As UnoriginalGuy says: first big issue will be supporting 50+ devices *
browsers on said-devices (that alone should tell you to avoid it)

Then you'll need to analyze and build up a collection of thousands of
e-commerce stores with their specific check-out implementations.

Then you'll need to create filters for sensitive products (and try to define
what is sensitive to who)

Then you'll need to support angry spouses who bomb your limited support email
due to revenge-restrictions, partner-trolling, etc.

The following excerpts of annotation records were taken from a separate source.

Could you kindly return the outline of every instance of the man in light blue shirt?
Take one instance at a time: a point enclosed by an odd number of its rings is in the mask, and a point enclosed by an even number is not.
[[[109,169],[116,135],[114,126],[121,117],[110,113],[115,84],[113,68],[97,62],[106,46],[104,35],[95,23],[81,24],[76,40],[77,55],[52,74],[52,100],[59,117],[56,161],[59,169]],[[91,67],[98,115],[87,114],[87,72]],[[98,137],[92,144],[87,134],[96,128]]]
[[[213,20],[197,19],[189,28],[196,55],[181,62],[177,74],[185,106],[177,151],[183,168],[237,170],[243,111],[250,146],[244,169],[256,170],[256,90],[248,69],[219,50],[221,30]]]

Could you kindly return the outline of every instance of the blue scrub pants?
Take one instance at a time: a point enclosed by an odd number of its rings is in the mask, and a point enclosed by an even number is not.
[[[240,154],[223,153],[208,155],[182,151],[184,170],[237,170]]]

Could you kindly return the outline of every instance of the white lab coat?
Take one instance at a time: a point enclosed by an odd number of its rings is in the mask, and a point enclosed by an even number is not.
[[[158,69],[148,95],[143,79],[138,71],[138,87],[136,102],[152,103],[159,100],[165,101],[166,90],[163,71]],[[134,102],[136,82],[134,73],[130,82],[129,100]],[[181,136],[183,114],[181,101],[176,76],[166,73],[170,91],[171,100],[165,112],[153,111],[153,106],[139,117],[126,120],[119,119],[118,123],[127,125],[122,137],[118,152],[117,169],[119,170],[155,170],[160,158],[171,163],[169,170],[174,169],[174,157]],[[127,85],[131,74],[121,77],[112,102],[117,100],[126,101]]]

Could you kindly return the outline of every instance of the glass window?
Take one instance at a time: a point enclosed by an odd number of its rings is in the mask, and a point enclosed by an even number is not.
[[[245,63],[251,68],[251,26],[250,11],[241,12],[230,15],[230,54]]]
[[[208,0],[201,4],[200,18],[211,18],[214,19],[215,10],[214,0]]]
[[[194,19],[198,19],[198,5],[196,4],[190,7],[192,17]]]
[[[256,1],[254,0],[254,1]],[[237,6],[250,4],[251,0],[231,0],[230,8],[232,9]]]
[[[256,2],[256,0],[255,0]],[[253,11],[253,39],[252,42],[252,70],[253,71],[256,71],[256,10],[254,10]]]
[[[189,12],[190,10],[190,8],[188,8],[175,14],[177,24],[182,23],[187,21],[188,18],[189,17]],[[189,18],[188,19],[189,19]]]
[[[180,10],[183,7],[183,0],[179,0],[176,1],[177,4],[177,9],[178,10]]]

Lastly, some Google AdSense will become counter-productive to making money
from this (if you intend to).

Ads sell products and you stopping product-buying would be, well...

------
japhyr
I wonder if you could build in another method as well, that isn't dependent on
a second person agreeing on the purchase. Maybe something that would put in a
time delay on any purchase screen. A 24-hour delay on clicking submit for a
purchase might cut down impulsive buying.

------
UnoriginalGuy
If I can install it, I can disable it.

I own multiple devices (smartphones, PCs, and tablets) you could never be on
all of them and I could bypass your restrictions.

Plus I have three+ browsers installed and am familiar with safe mode and
incognito mode.

------
fcanela
I know several people who could benefit of your idea. The implementation seems
easy to the user.

Have you tested how much people in your circles _needs_ it?

------
orian
Isn't a today's economy based on compulsive buying? Such a plugin could cause
a global crisis.